Ex-officer acquitted in slaying: ‘I did nothing wrong’
ST. LOUIS – Jason Stockley, the former St. Louis police officer who was acquitted of murder Friday in the 2011 fatal shooting of a black man, broke his months-long silence and doubled down on his innocence after the ruling.
“I did not murder Anthony Lamar Smith. I did not plant a gun,” Stockley said, shaking his head, in an exclusive interview with the St. Louis Post-Dispatch after his acquittal. “... I can feel for and I understand what the family is going through, and I know everyone wants someone to blame, but I’m just not the guy.”
The interview, which appeared to be videotaped in a private indoor space, came hours after a judge released a 30page order concluding as much: That the state had not proved beyond a reasonable doubt that Stockley “did not act in selfdefense” when he shot and killed Smith, 24, during a car chase in December 2011.
It was the first time Stockley, who had been under a gag order, publicly addressed the case, which has exacerbated tensions in a region already grappling with unrest surrounding police use of force and race.

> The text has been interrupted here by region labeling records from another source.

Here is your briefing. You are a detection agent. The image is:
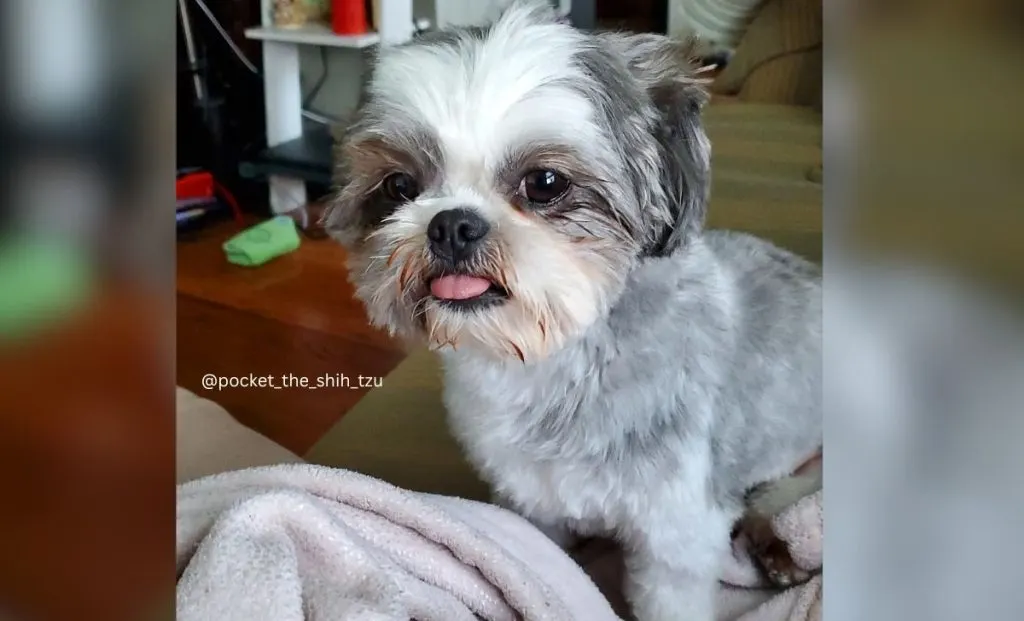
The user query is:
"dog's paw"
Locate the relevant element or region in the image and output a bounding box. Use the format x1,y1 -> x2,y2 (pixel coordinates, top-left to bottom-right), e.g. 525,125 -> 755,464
754,539 -> 811,588
743,516 -> 812,588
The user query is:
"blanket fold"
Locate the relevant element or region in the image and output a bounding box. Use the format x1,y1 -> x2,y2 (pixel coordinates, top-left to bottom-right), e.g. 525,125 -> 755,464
177,464 -> 618,621
176,464 -> 823,621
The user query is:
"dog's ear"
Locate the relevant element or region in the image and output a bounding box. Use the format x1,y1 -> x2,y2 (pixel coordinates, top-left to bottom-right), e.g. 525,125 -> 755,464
610,34 -> 711,254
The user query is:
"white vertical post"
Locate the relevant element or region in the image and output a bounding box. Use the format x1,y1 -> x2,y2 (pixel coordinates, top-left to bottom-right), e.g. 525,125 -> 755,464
263,41 -> 306,213
377,0 -> 414,45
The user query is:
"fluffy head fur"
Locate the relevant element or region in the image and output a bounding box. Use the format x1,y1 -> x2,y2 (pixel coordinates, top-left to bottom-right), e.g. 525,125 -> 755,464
326,2 -> 710,361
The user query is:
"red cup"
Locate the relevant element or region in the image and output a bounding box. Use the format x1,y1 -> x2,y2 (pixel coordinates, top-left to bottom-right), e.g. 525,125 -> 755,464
331,0 -> 370,35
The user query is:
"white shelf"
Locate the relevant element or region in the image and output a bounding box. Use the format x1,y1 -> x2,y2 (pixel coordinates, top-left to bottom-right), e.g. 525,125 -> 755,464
246,24 -> 380,49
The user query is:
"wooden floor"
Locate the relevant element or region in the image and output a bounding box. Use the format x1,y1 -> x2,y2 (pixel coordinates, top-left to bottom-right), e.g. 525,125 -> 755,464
177,216 -> 404,454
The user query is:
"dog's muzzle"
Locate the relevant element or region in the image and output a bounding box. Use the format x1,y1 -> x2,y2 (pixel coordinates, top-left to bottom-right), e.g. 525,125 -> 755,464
427,209 -> 490,266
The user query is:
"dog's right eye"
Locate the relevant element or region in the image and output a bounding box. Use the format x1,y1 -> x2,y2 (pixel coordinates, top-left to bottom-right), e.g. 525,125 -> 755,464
384,172 -> 420,201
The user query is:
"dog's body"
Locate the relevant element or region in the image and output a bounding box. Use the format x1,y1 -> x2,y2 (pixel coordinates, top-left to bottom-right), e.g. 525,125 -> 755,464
326,3 -> 821,621
443,232 -> 821,621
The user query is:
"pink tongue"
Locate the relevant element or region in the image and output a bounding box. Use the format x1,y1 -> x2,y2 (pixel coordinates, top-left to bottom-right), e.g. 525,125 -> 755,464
430,276 -> 490,299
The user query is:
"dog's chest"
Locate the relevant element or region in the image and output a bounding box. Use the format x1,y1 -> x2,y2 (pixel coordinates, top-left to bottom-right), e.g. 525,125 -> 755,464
444,358 -> 655,533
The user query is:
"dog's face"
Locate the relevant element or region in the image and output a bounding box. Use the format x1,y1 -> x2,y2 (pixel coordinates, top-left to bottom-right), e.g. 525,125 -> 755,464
325,3 -> 709,362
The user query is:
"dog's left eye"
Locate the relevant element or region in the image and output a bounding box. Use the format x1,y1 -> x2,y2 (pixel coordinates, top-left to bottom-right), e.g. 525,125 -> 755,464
384,172 -> 420,201
519,170 -> 570,205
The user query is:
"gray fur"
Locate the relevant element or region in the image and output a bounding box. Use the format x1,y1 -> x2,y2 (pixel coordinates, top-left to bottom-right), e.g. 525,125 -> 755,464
328,3 -> 821,621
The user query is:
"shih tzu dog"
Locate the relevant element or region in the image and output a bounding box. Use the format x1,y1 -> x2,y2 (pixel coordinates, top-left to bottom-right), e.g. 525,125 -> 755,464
325,2 -> 822,621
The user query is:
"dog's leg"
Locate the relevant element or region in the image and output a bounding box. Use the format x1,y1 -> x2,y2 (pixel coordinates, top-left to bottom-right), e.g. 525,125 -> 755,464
490,493 -> 580,550
740,459 -> 822,587
626,486 -> 736,621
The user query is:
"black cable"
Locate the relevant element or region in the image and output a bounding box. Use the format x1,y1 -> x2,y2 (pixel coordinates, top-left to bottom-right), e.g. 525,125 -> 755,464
302,46 -> 328,110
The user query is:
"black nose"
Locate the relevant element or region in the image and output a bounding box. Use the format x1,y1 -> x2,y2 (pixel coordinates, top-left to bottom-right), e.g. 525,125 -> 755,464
427,209 -> 490,262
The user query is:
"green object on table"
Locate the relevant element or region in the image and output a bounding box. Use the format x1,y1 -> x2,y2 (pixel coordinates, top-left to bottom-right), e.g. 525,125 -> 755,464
223,215 -> 299,267
0,237 -> 94,339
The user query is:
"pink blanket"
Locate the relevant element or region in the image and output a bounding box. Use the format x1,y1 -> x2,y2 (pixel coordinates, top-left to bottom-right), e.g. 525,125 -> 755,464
177,464 -> 618,621
177,464 -> 822,621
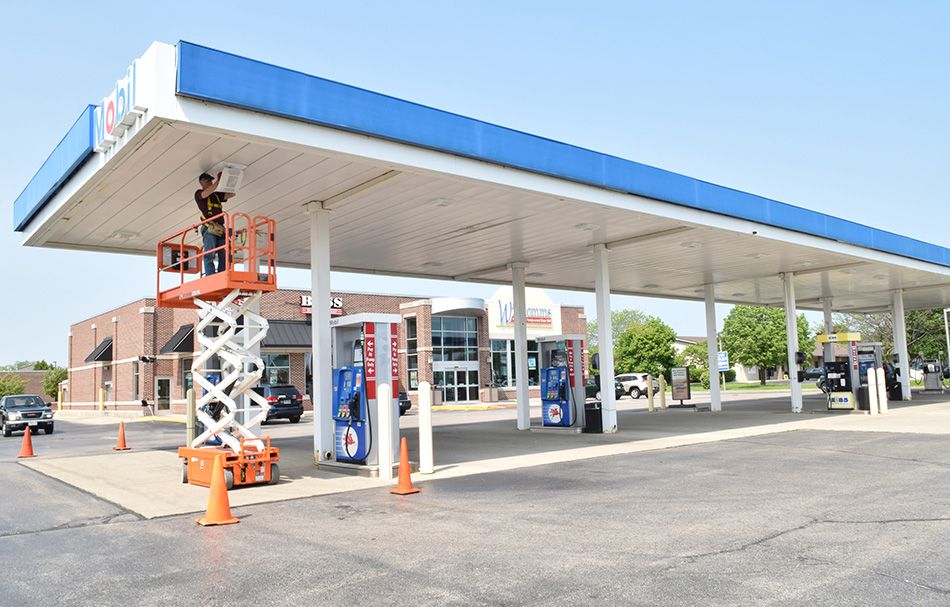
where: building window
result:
[181,358,195,398]
[261,354,290,385]
[432,316,478,362]
[406,318,419,390]
[491,339,541,388]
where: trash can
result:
[856,386,871,411]
[887,382,904,400]
[584,402,604,434]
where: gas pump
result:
[537,335,586,428]
[328,314,400,472]
[817,333,884,411]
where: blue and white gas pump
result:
[537,335,585,428]
[328,314,400,469]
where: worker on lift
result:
[195,172,235,276]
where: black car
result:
[0,394,53,436]
[584,375,626,400]
[254,385,303,424]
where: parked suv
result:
[617,373,660,398]
[0,394,53,436]
[254,385,303,424]
[584,375,626,400]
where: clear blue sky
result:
[0,0,950,364]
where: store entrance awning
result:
[159,324,195,354]
[86,337,112,363]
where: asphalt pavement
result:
[0,424,950,606]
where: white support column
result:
[308,207,334,462]
[594,244,617,433]
[891,289,910,400]
[821,297,835,363]
[703,283,722,411]
[419,381,435,474]
[376,388,398,482]
[782,272,802,413]
[509,262,531,430]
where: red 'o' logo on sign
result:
[106,100,115,133]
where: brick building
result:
[63,288,586,412]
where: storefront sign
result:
[300,295,343,316]
[496,301,554,327]
[670,367,691,401]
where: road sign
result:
[719,350,729,372]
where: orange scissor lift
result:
[156,213,280,489]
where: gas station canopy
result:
[14,42,950,311]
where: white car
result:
[617,373,660,398]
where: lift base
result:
[528,426,584,434]
[178,437,280,489]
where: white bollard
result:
[867,367,879,415]
[419,381,435,474]
[647,375,655,413]
[877,369,887,415]
[376,384,393,481]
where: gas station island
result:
[14,42,950,484]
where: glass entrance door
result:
[435,369,478,405]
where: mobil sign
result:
[92,60,144,152]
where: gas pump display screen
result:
[858,352,874,386]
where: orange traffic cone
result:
[112,422,129,451]
[198,454,238,527]
[389,436,421,495]
[17,426,36,458]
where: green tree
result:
[43,367,69,398]
[587,310,649,354]
[0,373,26,397]
[722,306,815,385]
[614,316,676,376]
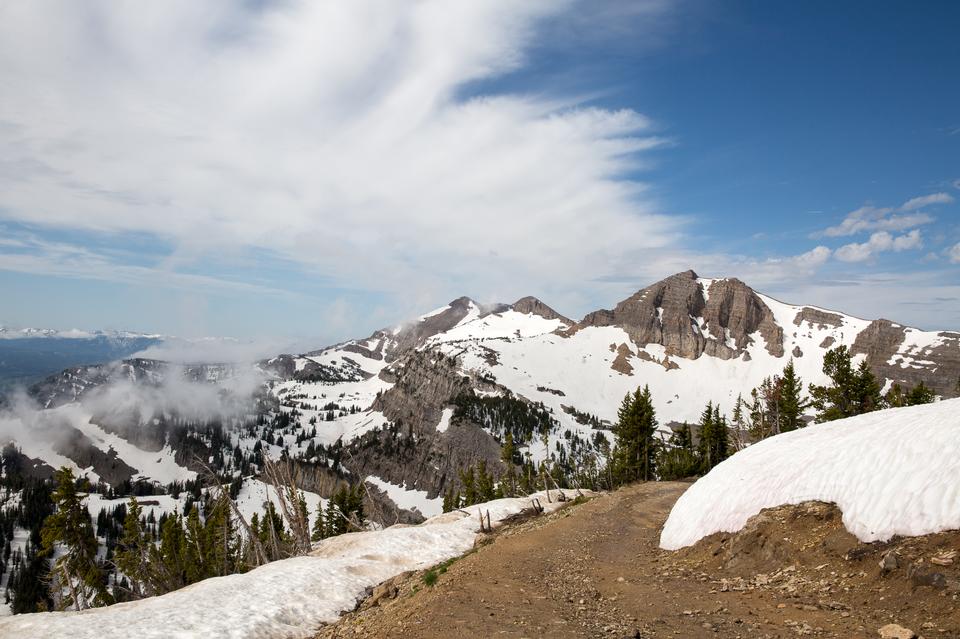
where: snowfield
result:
[660,399,960,550]
[0,491,587,639]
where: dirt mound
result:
[318,482,960,639]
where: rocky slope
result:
[316,482,960,639]
[9,271,960,514]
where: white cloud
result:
[834,229,923,262]
[900,193,953,211]
[0,0,679,304]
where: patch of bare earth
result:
[317,482,960,639]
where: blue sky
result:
[0,0,960,343]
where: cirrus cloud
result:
[0,0,680,306]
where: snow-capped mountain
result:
[0,326,166,391]
[3,271,960,516]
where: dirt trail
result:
[318,483,960,639]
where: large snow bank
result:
[0,493,580,639]
[660,399,960,550]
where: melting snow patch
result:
[437,408,453,433]
[0,493,576,639]
[660,399,960,550]
[367,475,443,517]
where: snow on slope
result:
[366,475,443,517]
[660,399,960,550]
[0,493,569,639]
[366,475,443,517]
[432,296,884,434]
[236,477,327,530]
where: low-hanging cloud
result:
[834,229,923,262]
[0,362,265,464]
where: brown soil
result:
[317,483,960,639]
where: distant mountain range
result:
[0,326,165,391]
[9,271,960,513]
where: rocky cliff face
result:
[510,295,575,326]
[850,319,960,397]
[358,350,510,497]
[580,271,783,359]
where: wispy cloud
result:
[835,229,923,262]
[0,229,295,297]
[0,0,681,310]
[812,193,953,238]
[900,193,953,211]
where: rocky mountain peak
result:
[581,270,783,359]
[510,295,574,326]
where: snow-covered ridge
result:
[0,326,166,339]
[660,399,960,550]
[0,492,569,639]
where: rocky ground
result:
[317,483,960,639]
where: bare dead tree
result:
[194,456,270,568]
[263,455,310,555]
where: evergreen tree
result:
[699,402,730,473]
[310,502,327,541]
[883,382,907,408]
[779,358,809,432]
[907,380,937,406]
[853,360,884,415]
[115,497,150,599]
[41,467,111,610]
[612,386,657,484]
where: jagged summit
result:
[581,270,783,359]
[510,295,574,326]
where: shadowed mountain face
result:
[581,271,783,359]
[0,335,163,390]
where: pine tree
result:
[41,467,112,610]
[883,382,907,408]
[612,386,657,484]
[907,380,936,406]
[699,402,730,472]
[854,360,883,415]
[115,497,150,599]
[810,346,884,422]
[780,358,809,432]
[310,502,327,541]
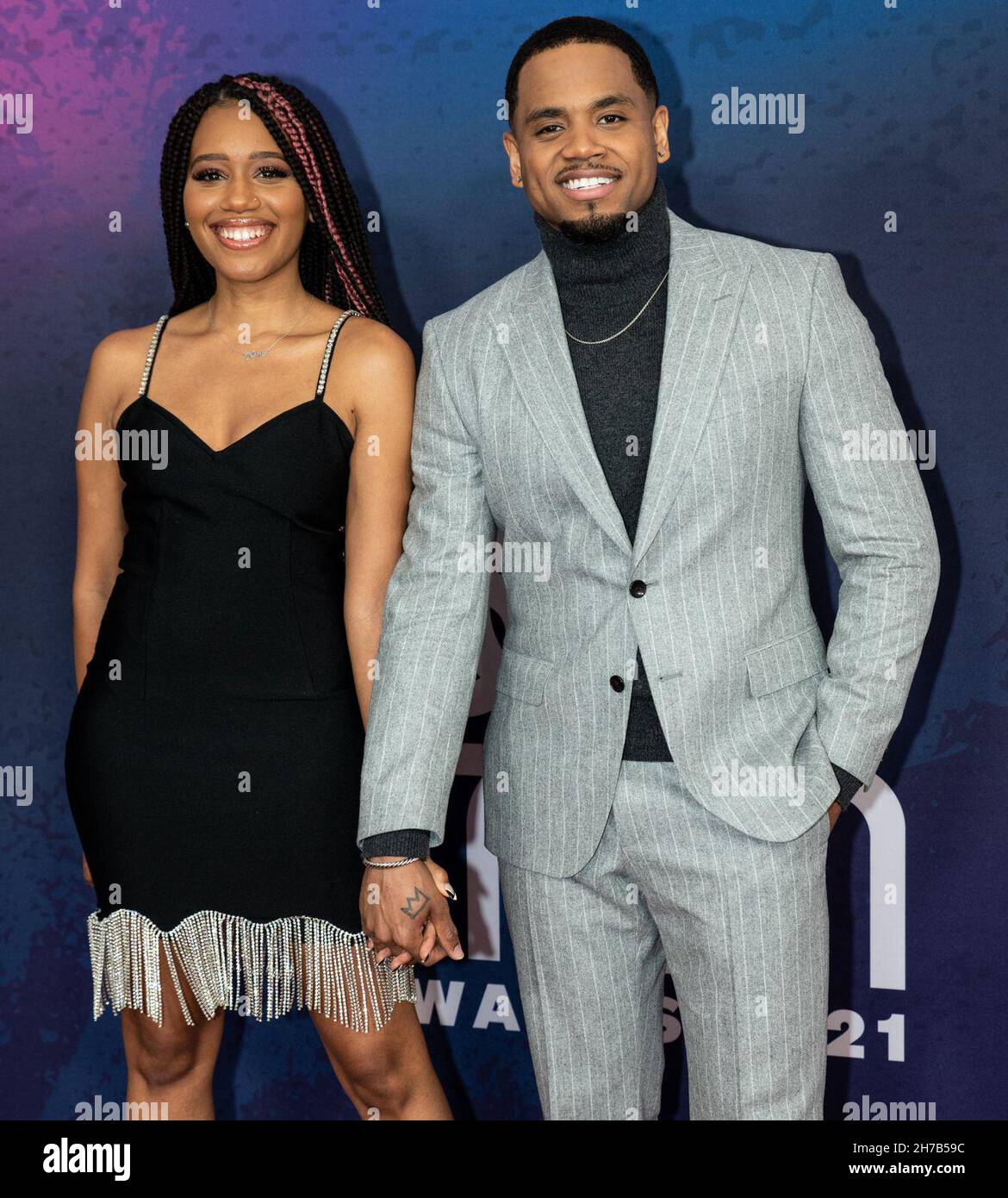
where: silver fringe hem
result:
[87,908,417,1032]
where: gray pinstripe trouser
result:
[501,761,830,1119]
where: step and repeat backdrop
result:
[0,0,1008,1120]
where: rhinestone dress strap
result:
[314,308,364,399]
[136,313,168,397]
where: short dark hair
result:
[504,16,658,125]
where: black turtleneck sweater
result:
[363,178,861,857]
[535,180,672,761]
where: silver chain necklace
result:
[563,266,672,345]
[207,296,313,359]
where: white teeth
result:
[217,225,270,240]
[560,175,614,191]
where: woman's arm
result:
[339,320,417,726]
[73,329,132,690]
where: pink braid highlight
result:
[233,76,375,315]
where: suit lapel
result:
[495,211,748,555]
[497,251,630,553]
[633,211,750,565]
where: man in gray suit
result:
[359,18,938,1119]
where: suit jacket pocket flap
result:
[746,624,826,697]
[497,645,553,703]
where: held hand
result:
[360,857,464,970]
[827,802,844,832]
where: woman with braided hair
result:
[65,74,454,1119]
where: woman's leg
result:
[120,945,224,1119]
[310,1002,452,1119]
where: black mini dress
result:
[65,313,415,1032]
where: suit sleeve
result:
[799,254,940,784]
[357,321,495,848]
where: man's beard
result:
[557,212,626,246]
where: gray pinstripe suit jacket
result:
[358,211,938,876]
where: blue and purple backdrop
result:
[0,0,1008,1120]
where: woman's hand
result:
[360,858,464,970]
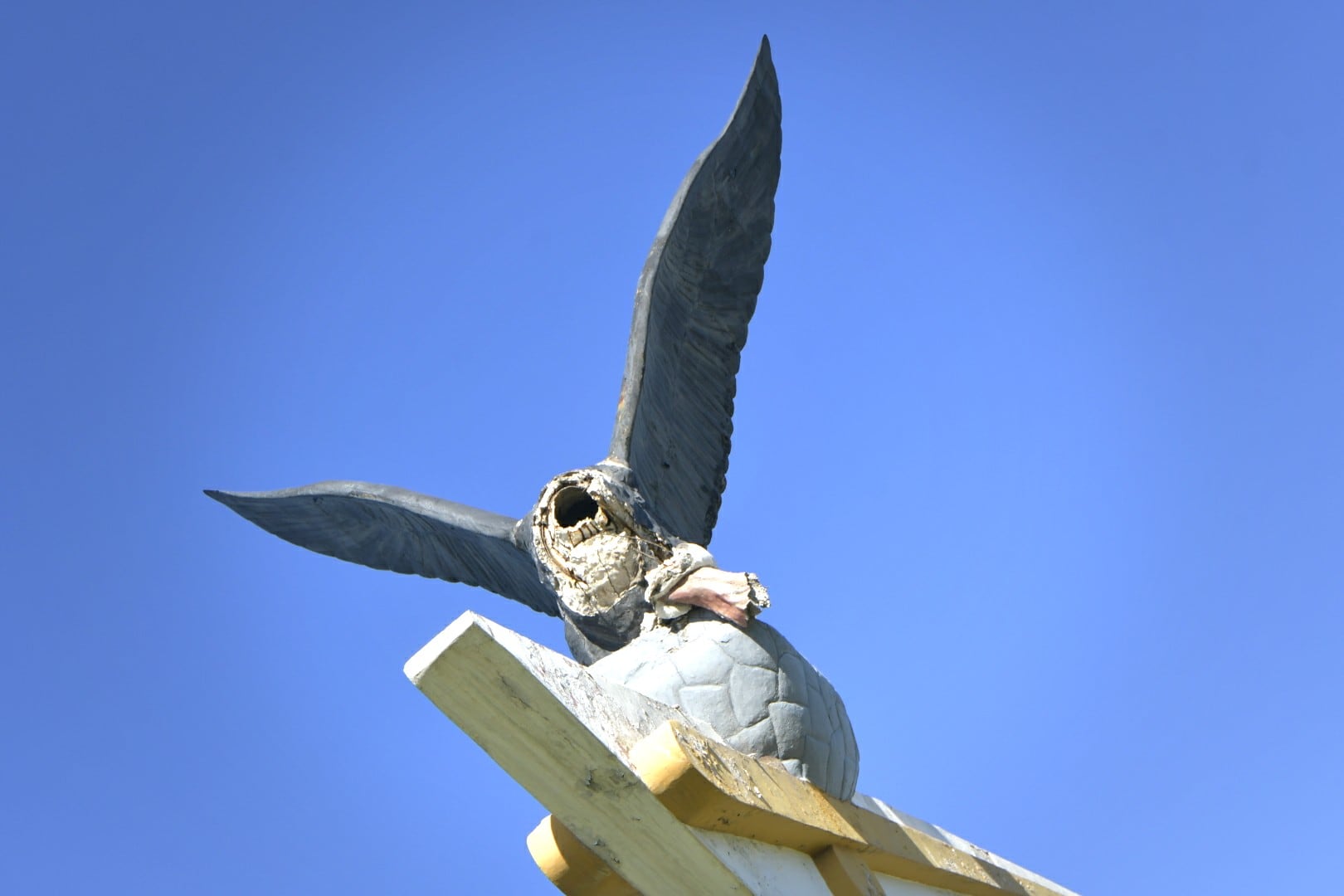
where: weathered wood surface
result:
[406,612,752,896]
[406,612,1074,896]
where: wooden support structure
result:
[406,612,1073,896]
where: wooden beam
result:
[406,612,752,896]
[631,720,1075,896]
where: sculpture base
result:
[406,612,1070,896]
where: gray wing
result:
[206,482,559,616]
[610,39,782,544]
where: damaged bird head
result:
[531,467,674,649]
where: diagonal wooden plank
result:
[406,612,750,896]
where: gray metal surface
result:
[589,610,859,799]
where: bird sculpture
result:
[206,39,859,799]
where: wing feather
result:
[610,39,782,544]
[206,482,559,616]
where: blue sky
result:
[0,2,1344,894]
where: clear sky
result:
[0,2,1344,896]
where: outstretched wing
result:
[610,39,781,544]
[206,482,559,616]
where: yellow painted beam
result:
[527,816,640,896]
[631,722,1073,896]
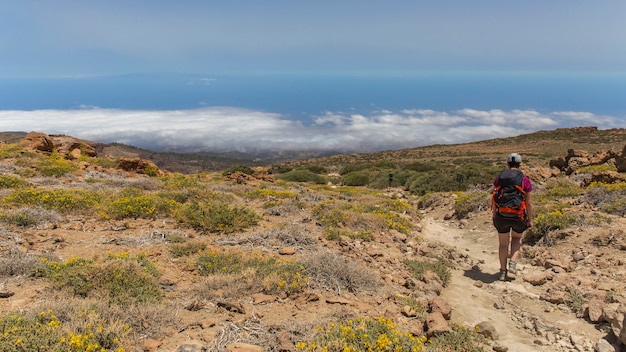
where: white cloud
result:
[0,107,618,152]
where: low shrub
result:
[275,169,326,184]
[246,187,298,199]
[0,175,28,189]
[169,243,206,258]
[177,203,259,233]
[524,206,580,244]
[426,325,488,352]
[404,258,452,287]
[454,191,491,219]
[34,253,161,304]
[540,177,583,201]
[326,227,374,242]
[585,182,626,216]
[0,310,120,352]
[2,187,102,213]
[304,252,380,293]
[100,188,180,220]
[341,171,370,186]
[0,143,22,159]
[296,318,426,352]
[36,154,78,177]
[222,165,254,176]
[195,251,308,294]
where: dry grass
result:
[304,251,381,294]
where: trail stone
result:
[426,312,451,338]
[492,345,509,352]
[618,316,626,345]
[429,297,452,320]
[278,247,296,255]
[401,305,417,318]
[602,303,626,343]
[252,293,276,304]
[540,289,566,304]
[224,342,265,352]
[0,291,15,298]
[276,331,296,352]
[476,321,500,341]
[522,271,550,286]
[139,339,161,352]
[176,343,204,352]
[587,299,604,323]
[595,339,618,352]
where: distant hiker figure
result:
[491,153,533,281]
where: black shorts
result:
[493,213,528,233]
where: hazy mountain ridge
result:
[0,126,626,173]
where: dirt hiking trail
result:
[421,213,606,352]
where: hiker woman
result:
[492,153,533,281]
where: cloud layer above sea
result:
[0,107,623,152]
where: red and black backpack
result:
[491,169,526,220]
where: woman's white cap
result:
[506,153,522,164]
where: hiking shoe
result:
[500,270,506,281]
[508,261,517,274]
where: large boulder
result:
[19,132,54,153]
[117,158,165,176]
[615,145,626,172]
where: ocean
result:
[0,73,626,124]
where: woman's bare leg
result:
[498,232,509,270]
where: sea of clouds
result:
[0,107,623,152]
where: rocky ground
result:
[0,131,626,352]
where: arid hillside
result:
[0,127,626,352]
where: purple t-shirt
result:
[493,175,533,193]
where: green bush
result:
[35,252,161,304]
[402,161,440,172]
[222,165,254,176]
[276,169,326,184]
[0,310,120,352]
[585,182,626,216]
[100,188,180,220]
[341,171,370,186]
[195,251,308,294]
[0,143,22,159]
[2,187,101,213]
[296,318,426,352]
[524,207,579,244]
[37,154,78,177]
[404,259,452,287]
[0,211,39,227]
[0,175,28,189]
[306,165,328,175]
[339,164,371,176]
[542,178,582,201]
[454,191,491,219]
[177,203,259,233]
[426,325,488,352]
[169,243,206,258]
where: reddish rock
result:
[429,297,452,320]
[426,312,451,338]
[20,132,54,153]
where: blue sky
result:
[0,0,626,151]
[0,0,626,77]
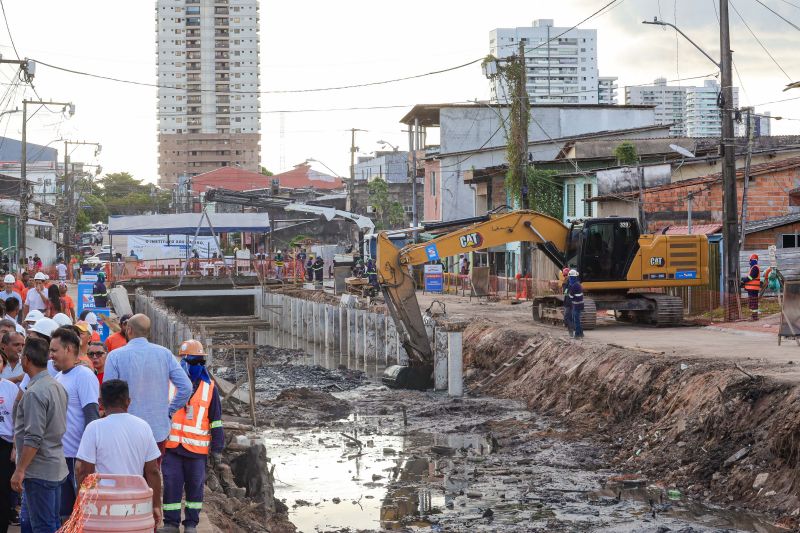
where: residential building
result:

“It feels like a burden has been lifted, but the burden of having to kill someone never really lifts,” Stockley told the Post-Dispatch. “The taking of a life is the most significant thing that one can do and it’s not something that is done lightly and it’s not something that should ever be celebrated. And it’s just a horrible experience altogether. But, sometimes, it’s necessary.”
As in trial, Stockley insisted he did not recall saying during the car chase he was “going to kill this (expletive), don’t you know it,” as outlined in court documents.
Prosecutors also noted that a gun found in Smith’s car was later found to contain only Stockley’s DNA, and accused the officer of planting the firearm.
Stockley said his memory was imperfect and that the first time he heard himself saying what he did in the car was when he met with the FBI; he could only speculate as to why he had said it, “whether it was in the heat of the moment or whether it was part of a larger conversation,” he said.
“I can tell you with absolute certainty that there was no plan to murder Anthony Smith during a high-speed vehicle pursuit,” Stockley told the newspaper. “It’s just not the case.”
Stockley acknowledged in his interview that the “optics” of the case looked bad but said he had made the best decisions possible “based on limited information and a limited amount of time.”
“Every resisting looks bad. They never look good,” Stockley told the Post-Dispatch.